Let us consider the flatness of this page --
for all the fullness of the worlds
it may birth, it remains a nearly
constant distance from your eyes.
Thus, it is safe for you to read
about snarling tigers leaping at your face
or the loved woman one leaves,
never to see her again, her face,
her figure as she stands at the door,
waving, growing smaller, smaller, now
she is just a dark spot in a rectangle
of light, can be blotted out by
a passing car, a thumbnail at arm's length,
now gone, far far away, we can't remember
her face -- but all this lies on a flat page.
Nothing comes near, nothing goes away.
Turn back the pages: There she is again,
waving, smiling through her tears.
There's no tiger, merely a rustle --
not of tall grasses, but of a page turning.
Nothing leaves the page in either direction.
Everything (no thing, really) keeps its distance.
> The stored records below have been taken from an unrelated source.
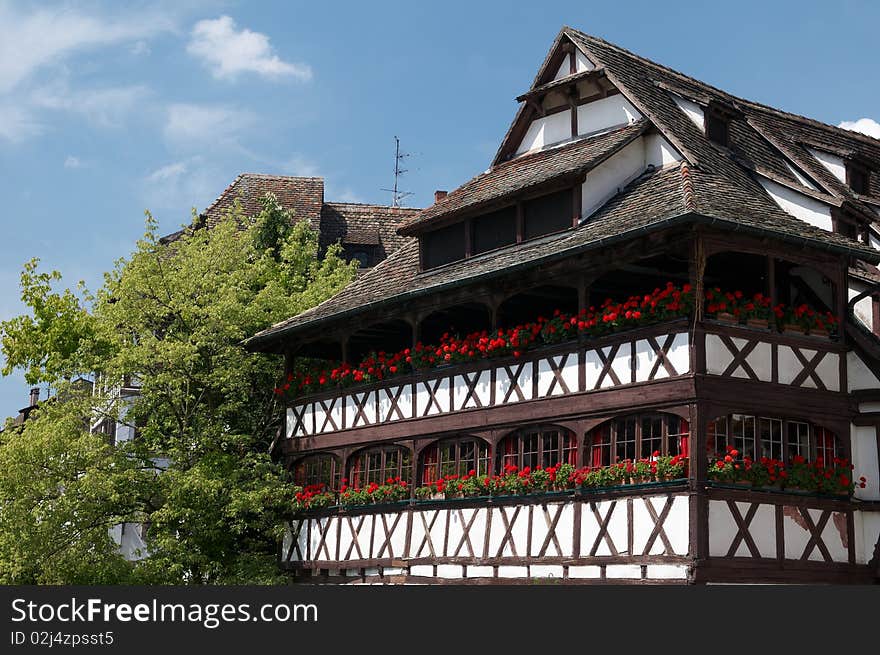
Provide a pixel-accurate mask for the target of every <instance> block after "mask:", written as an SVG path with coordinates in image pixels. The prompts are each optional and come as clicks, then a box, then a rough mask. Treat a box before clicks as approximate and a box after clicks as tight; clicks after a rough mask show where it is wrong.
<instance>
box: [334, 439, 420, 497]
mask: <svg viewBox="0 0 880 655" xmlns="http://www.w3.org/2000/svg"><path fill="white" fill-rule="evenodd" d="M410 465H411V459H410V454H409V451H408V450H406V449H404V448H401V447H400V446H380V447H376V448H367V449H366V450H361V451H359V452H358V453H356V454H355V455H354V456H352V458H351V461H350V463H349V465H348V483H349V485H350V486H352V487H364V486H366V485H368V484H370V483H371V482H375V483H376V484H384V483H385V481H386V480H387V479H388V478H402V479H404V480H409V479H410Z"/></svg>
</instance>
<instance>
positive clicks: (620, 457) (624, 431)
mask: <svg viewBox="0 0 880 655" xmlns="http://www.w3.org/2000/svg"><path fill="white" fill-rule="evenodd" d="M616 439H617V441H616V449H615V454H616V456H617V461H618V462H620V461H623V460H625V459H635V458H636V419H634V418H628V419H623V420H620V421H617V435H616Z"/></svg>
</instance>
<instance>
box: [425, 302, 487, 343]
mask: <svg viewBox="0 0 880 655" xmlns="http://www.w3.org/2000/svg"><path fill="white" fill-rule="evenodd" d="M491 329H492V315H491V312H490V311H489V308H488V307H486V306H485V305H483V304H480V303H465V304H463V305H454V306H452V307H446V308H444V309H440V310H437V311H436V312H434V313H432V314H430V315H428V316H426V317H425V318H424V319H422V322H421V324H420V325H419V340H420V341H421V342H422V343H424V344H431V345H433V344H437V343H439V342H440V339H441V338H442V337H443V335H444V334H445V333H449V334H452V335H454V334H457V335H458V336H460V337H463V336H466V335H468V334H472V333H474V332H482V331H483V330H491Z"/></svg>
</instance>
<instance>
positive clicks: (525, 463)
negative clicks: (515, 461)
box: [522, 433, 539, 468]
mask: <svg viewBox="0 0 880 655" xmlns="http://www.w3.org/2000/svg"><path fill="white" fill-rule="evenodd" d="M522 441H523V458H522V468H526V467H529V468H537V466H538V463H539V460H538V434H536V433H533V434H527V435H525V436H524V437H523V440H522Z"/></svg>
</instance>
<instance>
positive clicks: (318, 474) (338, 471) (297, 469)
mask: <svg viewBox="0 0 880 655" xmlns="http://www.w3.org/2000/svg"><path fill="white" fill-rule="evenodd" d="M291 472H292V473H293V481H294V483H295V484H298V485H300V486H303V487H306V486H308V485H312V484H326V485H327V486H328V487H330V488H331V489H337V488H338V487H339V462H338V459H337V458H336V456H335V455H332V454H330V453H316V454H314V455H308V456H307V457H303V458H302V459H300V460H298V461H296V462H294V464H293V466H292V467H291Z"/></svg>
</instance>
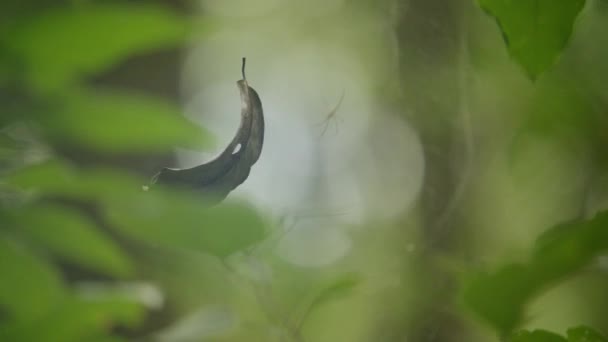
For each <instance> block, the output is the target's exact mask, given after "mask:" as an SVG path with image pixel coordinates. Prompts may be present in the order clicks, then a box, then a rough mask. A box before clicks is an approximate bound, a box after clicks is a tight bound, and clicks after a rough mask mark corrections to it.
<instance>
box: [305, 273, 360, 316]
mask: <svg viewBox="0 0 608 342" xmlns="http://www.w3.org/2000/svg"><path fill="white" fill-rule="evenodd" d="M360 281H361V279H360V277H359V276H358V275H357V274H354V273H349V274H345V275H342V276H341V277H339V278H338V279H336V280H334V282H332V283H331V284H330V285H329V286H327V287H325V288H323V289H322V290H321V291H320V292H319V293H317V294H316V296H315V297H314V299H313V300H312V302H311V303H310V306H309V311H311V312H312V311H314V310H316V309H317V308H318V307H321V306H322V305H323V304H325V303H327V302H330V301H332V300H335V299H338V298H341V297H344V296H346V295H348V294H349V293H351V292H352V290H353V289H354V288H355V287H356V286H357V285H358V284H359V282H360Z"/></svg>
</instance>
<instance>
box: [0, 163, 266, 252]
mask: <svg viewBox="0 0 608 342" xmlns="http://www.w3.org/2000/svg"><path fill="white" fill-rule="evenodd" d="M8 182H9V183H10V184H12V185H15V186H18V187H20V188H22V189H24V190H32V191H37V192H39V193H41V194H55V195H62V196H68V197H72V198H78V199H87V200H96V201H97V202H99V203H100V204H101V207H102V209H104V210H105V211H104V212H105V214H106V215H107V216H108V219H110V221H111V223H113V224H114V226H115V227H116V228H118V229H120V230H121V232H123V233H125V234H128V235H130V236H132V237H136V238H138V239H142V240H147V241H150V242H153V243H156V244H159V245H163V246H166V247H174V248H188V249H194V250H200V251H205V252H208V253H211V254H214V255H218V256H226V255H228V254H231V253H233V252H235V251H237V250H240V249H243V248H246V247H248V246H251V245H252V244H253V243H255V242H257V241H259V240H261V239H263V238H264V236H265V231H264V222H263V220H262V218H261V217H260V216H259V215H258V214H257V213H256V212H255V211H254V210H253V209H252V208H250V207H248V206H246V205H242V204H224V205H221V206H217V207H213V208H208V207H209V202H208V201H206V200H205V198H204V197H202V196H199V195H197V194H192V193H188V192H181V191H171V190H168V189H164V188H163V187H155V188H153V189H151V190H150V191H147V192H146V191H142V190H141V184H143V182H142V183H137V180H136V179H134V178H130V177H127V176H125V175H123V174H119V173H116V172H111V171H107V170H106V171H101V170H96V171H95V170H88V171H80V172H78V171H76V170H74V169H72V168H70V167H69V166H68V165H67V164H65V163H62V162H58V161H55V162H48V163H45V164H41V165H37V166H32V167H29V168H27V169H24V170H22V171H20V172H17V173H15V174H14V175H12V176H10V177H8Z"/></svg>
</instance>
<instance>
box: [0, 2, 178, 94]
mask: <svg viewBox="0 0 608 342" xmlns="http://www.w3.org/2000/svg"><path fill="white" fill-rule="evenodd" d="M17 22H18V24H17V25H15V26H13V27H12V28H11V29H10V30H9V31H8V32H6V34H3V36H4V37H3V38H4V39H3V40H4V42H3V44H2V45H3V46H4V47H5V48H6V49H8V51H10V52H11V53H12V54H14V55H16V56H19V58H20V60H21V61H22V63H23V64H25V69H26V73H27V77H28V79H29V81H30V83H31V84H32V85H34V86H35V87H36V88H39V89H44V90H48V89H56V88H57V87H61V86H65V85H66V84H68V83H70V82H72V81H73V80H74V79H76V78H78V77H81V76H83V75H89V74H93V73H95V72H99V71H103V70H105V69H107V68H108V67H110V66H111V65H113V64H115V63H117V62H119V61H121V60H123V59H125V58H126V57H128V56H131V55H133V54H136V53H142V52H146V51H151V50H154V49H159V48H163V47H167V46H175V45H177V44H179V43H181V42H183V41H184V39H185V38H186V36H187V33H188V25H189V22H188V19H187V18H185V17H182V16H178V15H176V14H174V13H173V12H172V11H171V10H170V9H169V8H164V7H161V6H157V5H154V4H151V3H137V4H135V3H99V2H97V3H92V2H84V3H79V4H78V5H75V6H71V7H58V8H56V9H54V10H47V11H44V12H42V13H40V14H38V15H33V16H28V17H24V18H22V19H21V20H19V21H17Z"/></svg>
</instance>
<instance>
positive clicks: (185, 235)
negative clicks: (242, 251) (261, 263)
mask: <svg viewBox="0 0 608 342" xmlns="http://www.w3.org/2000/svg"><path fill="white" fill-rule="evenodd" d="M208 205H209V204H208V202H206V201H205V200H204V199H203V198H201V197H199V196H195V195H188V194H186V193H178V192H170V191H160V189H158V188H155V189H154V190H153V191H150V192H148V193H143V194H141V195H139V196H137V198H132V199H131V200H129V201H124V202H121V203H120V204H116V203H115V204H113V205H109V206H107V210H108V211H107V215H108V217H109V219H110V220H111V222H113V224H114V225H115V226H116V227H117V228H119V229H120V230H121V231H122V232H123V233H125V234H128V235H130V236H133V237H136V238H138V239H141V240H146V241H149V242H152V243H154V244H157V245H162V246H165V247H170V248H186V249H192V250H199V251H203V252H207V253H211V254H213V255H216V256H221V257H224V256H227V255H229V254H232V253H233V252H235V251H238V250H242V249H244V248H247V247H249V246H251V245H252V244H254V243H256V242H258V241H260V240H261V239H263V238H264V236H265V229H264V222H263V220H262V218H261V217H260V216H259V215H258V214H257V213H256V212H255V211H254V210H253V209H252V208H250V207H248V206H246V205H242V204H238V203H225V204H222V205H220V206H217V207H211V208H208Z"/></svg>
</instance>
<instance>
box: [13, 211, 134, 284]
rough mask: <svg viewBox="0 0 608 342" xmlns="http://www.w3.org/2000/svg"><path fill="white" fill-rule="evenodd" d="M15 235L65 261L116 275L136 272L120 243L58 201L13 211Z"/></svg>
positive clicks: (34, 245)
mask: <svg viewBox="0 0 608 342" xmlns="http://www.w3.org/2000/svg"><path fill="white" fill-rule="evenodd" d="M11 216H12V220H11V224H14V225H15V226H16V228H15V229H14V230H16V234H18V235H21V236H22V237H23V238H24V239H25V240H27V241H30V243H31V244H33V245H34V246H36V247H38V248H39V249H41V250H43V251H45V252H47V253H49V254H51V255H56V256H57V257H58V258H60V259H63V260H64V261H66V262H69V263H73V264H76V265H79V266H82V267H84V268H86V269H90V270H93V271H98V272H102V273H106V274H108V275H112V276H116V277H126V276H129V275H131V274H132V273H133V265H132V263H131V261H130V260H129V259H128V258H127V256H126V255H125V253H123V252H122V250H120V248H119V247H118V246H117V244H116V243H115V242H114V241H113V240H111V239H109V238H108V237H107V236H105V235H104V234H102V233H101V232H99V230H98V229H97V227H96V226H95V225H94V224H93V222H91V221H90V219H88V218H87V217H85V216H84V215H82V214H80V213H78V212H77V211H75V210H70V209H68V208H66V207H63V206H59V205H56V204H46V205H44V204H35V205H31V206H26V207H24V208H20V209H18V210H15V211H13V212H12V213H11Z"/></svg>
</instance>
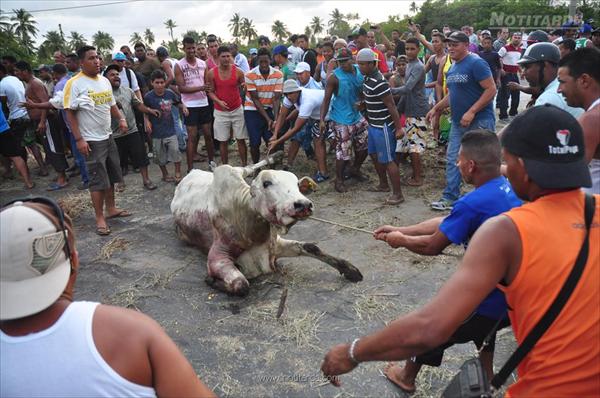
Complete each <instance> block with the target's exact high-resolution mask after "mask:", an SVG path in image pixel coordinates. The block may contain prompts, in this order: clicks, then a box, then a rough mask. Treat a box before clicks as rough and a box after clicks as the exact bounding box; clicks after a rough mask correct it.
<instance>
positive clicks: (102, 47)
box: [92, 30, 115, 53]
mask: <svg viewBox="0 0 600 398" xmlns="http://www.w3.org/2000/svg"><path fill="white" fill-rule="evenodd" d="M92 43H93V44H94V46H95V47H96V50H98V52H99V53H101V52H104V51H112V49H113V47H114V46H115V40H114V39H113V38H112V36H111V35H110V33H106V32H102V31H100V30H99V31H97V32H96V33H94V36H92Z"/></svg>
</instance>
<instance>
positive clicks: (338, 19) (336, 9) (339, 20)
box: [327, 8, 345, 33]
mask: <svg viewBox="0 0 600 398" xmlns="http://www.w3.org/2000/svg"><path fill="white" fill-rule="evenodd" d="M329 16H330V17H331V19H330V20H329V21H327V26H329V32H330V33H331V31H333V30H336V29H337V27H338V26H340V25H341V24H342V23H343V22H345V20H344V18H345V15H344V14H342V13H341V12H340V10H338V9H337V8H335V9H334V10H333V11H331V14H329Z"/></svg>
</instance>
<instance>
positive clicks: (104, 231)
mask: <svg viewBox="0 0 600 398" xmlns="http://www.w3.org/2000/svg"><path fill="white" fill-rule="evenodd" d="M96 234H98V235H100V236H107V235H110V228H108V227H96Z"/></svg>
Yet reading has made me laugh and cry,
spurred nations to make war and peace,
enraged youths to fill the streets with
chanted slogans, shattered glass and
smouldering overturned cars. Oh yes,
the flatness of this page, outlasting
its blankness, is only a mockery of safety --
though there is a greater safety
in knowing that its depths and distances
could only have been put there by you,
for if you are the creator of space,
where can you not be safe?
Note: The syllogism is simple: when you read (if not these poems,
then any good novel or history), do you not enter a universe? Does
that universe not contain dimensionality, space? Are you not looking
at and deriving that universe from words on a flat page? Than you
must be the creator of space, at least in this instance.